Wajah Mervis menjadi gelap seperti badai. Tatapan yang diarahkan pada Viandina penuh dengan kekecewaan. "Viandina! Aku nggak menyangka kamu bisa sejahat ini! Hanya karena Kak Rilia berkata beberapa hal yang nggak kamu suka, kamu tega berbuat seperti ini? Dengan sifat seperti itu, bagaimana kamu bisa masuk ke Keluarga Purma! Pelayan!"
Mervis berteriak lantang kepada para pelayan yang datang setelah mendengar keributan. "Menurut aturan keluarga, seret dia ke aula leluhur! Cambuk dua puluh kali! Biar dia sadar diri!"
"Mervis! Aku benar-benar nggak mendorongnya! Percayalah padaku sekali ini!" Viandina berteriak putus asa.
Namun Mervis sama sekali tidak percaya. Dirinya mengangkat Yurilia dan pergi tergesa-gesa tanpa menoleh lagi.
Viandina diseret dengan kasar oleh dua pelayan bertubuh besar ke aula leluhur yang dingin dan suram.
Cambuk menghantam udara, lalu jatuh keras di punggungnya, membuka kulit dan daging, menimbulkan rasa sakit yang menusuk tulang.
Rasa sakit yang mengerikan menyapu seluruh saraf tubuhnya. Dirinya meringkuk di tanah, tubuhnya bergetar hebat, kesadarannya terapung di antara gelombang rasa sakit yang tak berujung.
Viandina menggigit kuat bibirnya, tidak memohon ampun, tidak menangis. Dirinya hanya menanamkan dalam-dalam rasa sakit dan kehinaan ini ke dalam hatinya.
Setelah dua puluh cambukan selesai, salah satu pelayan berkata dingin, "Nona Viandina, silakan berlutut dan merenung di sini. Tunggu sampai Tuan Muda kembali untuk memutuskan hukuman."
Setelah itu, mereka mengunci pintu dan pergi.
Bagaimana mungkin Viandina mau merenung? Dirinya harus pulang!
Menahan rasa sakit di punggungnya, Viandina berusaha untuk bangkit, lalu menabrakkan diri ke pintu kayu yang tampak kokoh tetapi sudah tua dan rapuh!

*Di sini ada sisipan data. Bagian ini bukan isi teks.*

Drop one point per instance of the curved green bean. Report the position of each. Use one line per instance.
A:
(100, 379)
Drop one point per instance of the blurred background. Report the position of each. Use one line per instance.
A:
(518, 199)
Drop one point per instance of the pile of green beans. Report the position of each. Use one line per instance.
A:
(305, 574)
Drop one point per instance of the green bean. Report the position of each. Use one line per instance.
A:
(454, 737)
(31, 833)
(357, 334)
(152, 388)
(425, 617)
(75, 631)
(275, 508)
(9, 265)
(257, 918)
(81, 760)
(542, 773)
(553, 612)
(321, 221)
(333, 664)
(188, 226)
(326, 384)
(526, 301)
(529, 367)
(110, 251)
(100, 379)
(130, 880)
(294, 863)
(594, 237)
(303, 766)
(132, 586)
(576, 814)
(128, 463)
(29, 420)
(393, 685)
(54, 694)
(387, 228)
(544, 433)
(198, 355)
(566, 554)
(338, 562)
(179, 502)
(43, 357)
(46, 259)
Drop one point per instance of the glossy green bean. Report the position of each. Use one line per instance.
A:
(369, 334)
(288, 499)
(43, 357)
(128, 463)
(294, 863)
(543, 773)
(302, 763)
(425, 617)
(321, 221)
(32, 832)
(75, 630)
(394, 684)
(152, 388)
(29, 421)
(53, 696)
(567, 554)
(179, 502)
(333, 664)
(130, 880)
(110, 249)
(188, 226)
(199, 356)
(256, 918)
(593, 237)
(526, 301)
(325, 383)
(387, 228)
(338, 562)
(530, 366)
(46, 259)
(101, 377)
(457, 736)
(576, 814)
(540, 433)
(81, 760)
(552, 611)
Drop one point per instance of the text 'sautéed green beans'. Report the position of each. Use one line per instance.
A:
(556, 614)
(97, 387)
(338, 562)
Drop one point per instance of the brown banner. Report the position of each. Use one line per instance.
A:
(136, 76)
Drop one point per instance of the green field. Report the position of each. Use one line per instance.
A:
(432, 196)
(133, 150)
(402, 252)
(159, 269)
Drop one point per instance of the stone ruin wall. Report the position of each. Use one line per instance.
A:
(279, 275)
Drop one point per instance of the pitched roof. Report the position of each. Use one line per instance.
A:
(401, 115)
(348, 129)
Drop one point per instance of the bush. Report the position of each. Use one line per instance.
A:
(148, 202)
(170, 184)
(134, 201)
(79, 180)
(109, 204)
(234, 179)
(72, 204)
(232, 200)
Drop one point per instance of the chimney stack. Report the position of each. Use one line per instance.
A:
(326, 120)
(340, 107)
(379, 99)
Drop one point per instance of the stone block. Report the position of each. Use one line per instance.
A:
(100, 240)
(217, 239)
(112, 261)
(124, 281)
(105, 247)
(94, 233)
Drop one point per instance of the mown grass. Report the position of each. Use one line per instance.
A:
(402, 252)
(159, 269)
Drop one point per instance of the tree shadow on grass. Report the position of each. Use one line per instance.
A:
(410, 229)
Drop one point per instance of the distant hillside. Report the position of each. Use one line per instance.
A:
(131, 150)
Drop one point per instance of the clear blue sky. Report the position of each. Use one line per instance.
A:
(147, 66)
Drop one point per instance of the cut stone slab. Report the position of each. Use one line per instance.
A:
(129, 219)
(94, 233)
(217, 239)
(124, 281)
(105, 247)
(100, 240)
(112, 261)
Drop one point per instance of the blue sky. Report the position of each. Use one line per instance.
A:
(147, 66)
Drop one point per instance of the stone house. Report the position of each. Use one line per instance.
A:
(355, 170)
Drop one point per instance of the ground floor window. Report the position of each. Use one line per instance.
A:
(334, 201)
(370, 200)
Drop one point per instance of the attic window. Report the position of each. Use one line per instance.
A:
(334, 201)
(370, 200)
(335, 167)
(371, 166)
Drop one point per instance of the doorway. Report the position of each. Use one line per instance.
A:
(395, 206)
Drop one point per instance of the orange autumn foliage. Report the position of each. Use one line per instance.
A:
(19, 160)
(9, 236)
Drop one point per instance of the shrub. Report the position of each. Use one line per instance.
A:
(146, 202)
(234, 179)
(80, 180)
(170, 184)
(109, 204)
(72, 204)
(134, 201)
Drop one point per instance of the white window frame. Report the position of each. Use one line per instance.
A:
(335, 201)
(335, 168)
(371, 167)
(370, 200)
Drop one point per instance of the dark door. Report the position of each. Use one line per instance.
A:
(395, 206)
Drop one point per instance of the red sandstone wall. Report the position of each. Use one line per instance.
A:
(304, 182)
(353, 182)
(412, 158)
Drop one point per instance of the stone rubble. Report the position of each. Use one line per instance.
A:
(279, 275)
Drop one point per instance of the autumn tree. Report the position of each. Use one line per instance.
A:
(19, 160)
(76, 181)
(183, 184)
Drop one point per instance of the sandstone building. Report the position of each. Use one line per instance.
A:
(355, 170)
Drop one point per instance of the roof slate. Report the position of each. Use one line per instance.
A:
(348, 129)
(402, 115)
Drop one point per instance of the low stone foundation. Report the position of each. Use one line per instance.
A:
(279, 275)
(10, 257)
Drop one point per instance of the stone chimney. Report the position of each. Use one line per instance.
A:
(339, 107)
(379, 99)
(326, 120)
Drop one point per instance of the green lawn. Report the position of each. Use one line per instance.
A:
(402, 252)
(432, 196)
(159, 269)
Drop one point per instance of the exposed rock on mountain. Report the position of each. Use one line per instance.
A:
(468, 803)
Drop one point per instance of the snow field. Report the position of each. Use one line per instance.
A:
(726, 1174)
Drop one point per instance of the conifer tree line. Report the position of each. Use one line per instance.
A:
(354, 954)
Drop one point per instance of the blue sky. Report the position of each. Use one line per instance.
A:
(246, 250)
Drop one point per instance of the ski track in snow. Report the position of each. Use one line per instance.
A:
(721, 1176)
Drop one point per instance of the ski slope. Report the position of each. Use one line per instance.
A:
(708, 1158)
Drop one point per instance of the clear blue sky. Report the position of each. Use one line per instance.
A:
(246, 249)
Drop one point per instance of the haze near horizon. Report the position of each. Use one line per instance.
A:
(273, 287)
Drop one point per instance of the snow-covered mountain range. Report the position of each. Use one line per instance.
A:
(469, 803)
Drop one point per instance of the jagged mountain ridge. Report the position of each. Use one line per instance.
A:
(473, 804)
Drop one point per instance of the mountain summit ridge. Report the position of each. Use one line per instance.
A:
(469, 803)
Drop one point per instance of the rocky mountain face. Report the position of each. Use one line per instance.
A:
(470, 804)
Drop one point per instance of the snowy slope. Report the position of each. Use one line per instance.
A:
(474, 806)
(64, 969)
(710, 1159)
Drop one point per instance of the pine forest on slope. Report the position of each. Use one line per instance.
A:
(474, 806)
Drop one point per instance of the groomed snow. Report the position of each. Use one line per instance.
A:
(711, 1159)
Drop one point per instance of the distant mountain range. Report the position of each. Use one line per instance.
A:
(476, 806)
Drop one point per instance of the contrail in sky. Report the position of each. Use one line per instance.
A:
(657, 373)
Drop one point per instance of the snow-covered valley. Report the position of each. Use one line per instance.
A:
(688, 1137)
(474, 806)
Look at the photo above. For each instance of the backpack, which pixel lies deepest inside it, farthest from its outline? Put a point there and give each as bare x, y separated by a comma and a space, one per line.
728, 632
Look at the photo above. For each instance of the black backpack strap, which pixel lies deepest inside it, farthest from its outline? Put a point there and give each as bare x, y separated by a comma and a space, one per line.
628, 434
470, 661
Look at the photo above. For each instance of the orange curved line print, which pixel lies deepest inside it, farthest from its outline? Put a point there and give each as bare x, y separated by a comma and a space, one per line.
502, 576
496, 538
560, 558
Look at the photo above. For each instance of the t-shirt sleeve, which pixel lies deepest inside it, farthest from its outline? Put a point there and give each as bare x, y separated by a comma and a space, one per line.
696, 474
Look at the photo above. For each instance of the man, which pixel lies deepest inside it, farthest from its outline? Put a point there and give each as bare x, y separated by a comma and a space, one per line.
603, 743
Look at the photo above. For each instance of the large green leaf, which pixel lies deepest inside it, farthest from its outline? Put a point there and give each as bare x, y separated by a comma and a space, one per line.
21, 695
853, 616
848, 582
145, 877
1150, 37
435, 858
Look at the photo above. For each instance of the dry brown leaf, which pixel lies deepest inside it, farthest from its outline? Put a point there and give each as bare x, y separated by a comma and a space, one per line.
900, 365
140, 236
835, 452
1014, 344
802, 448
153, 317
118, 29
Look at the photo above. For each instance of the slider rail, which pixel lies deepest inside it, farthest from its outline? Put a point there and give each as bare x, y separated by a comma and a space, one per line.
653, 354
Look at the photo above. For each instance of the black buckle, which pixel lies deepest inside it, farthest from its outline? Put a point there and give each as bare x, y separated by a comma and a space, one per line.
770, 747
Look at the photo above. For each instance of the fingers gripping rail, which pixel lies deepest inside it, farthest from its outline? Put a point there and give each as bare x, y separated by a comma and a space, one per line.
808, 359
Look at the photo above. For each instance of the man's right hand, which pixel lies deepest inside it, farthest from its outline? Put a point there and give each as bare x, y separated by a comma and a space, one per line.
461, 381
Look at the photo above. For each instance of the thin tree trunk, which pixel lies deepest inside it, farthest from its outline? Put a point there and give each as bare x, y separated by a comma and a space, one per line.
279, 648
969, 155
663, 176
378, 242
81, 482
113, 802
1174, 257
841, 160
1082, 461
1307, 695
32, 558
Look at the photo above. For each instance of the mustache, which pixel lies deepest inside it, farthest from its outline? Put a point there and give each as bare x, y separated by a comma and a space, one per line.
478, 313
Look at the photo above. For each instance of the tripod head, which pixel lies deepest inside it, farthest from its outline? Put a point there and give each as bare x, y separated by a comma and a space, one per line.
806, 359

Pintu itu terbuka karena benturannya!
Dirinya menarik napas dalam-dalam, mendorong pintu dengan kuat, lalu menahan sakit sambil berlari terpincang-pincang menuju taman terpencil yang dalam ingatannya mungkin masih menyimpan sebuah sumur tua.
"Celaka! Nona Viandina melarikan diri!"
Segera, para pelayan menyadarinya. Seruan panik dan langkah kaki mengejar terdengar di belakangnya.
Cepat! Lebih cepat lagi!
Akhirnya, di sudut paling terpencil halaman belakang, dirinya melihat sumur tua yang separuh tertutup oleh rumput liar!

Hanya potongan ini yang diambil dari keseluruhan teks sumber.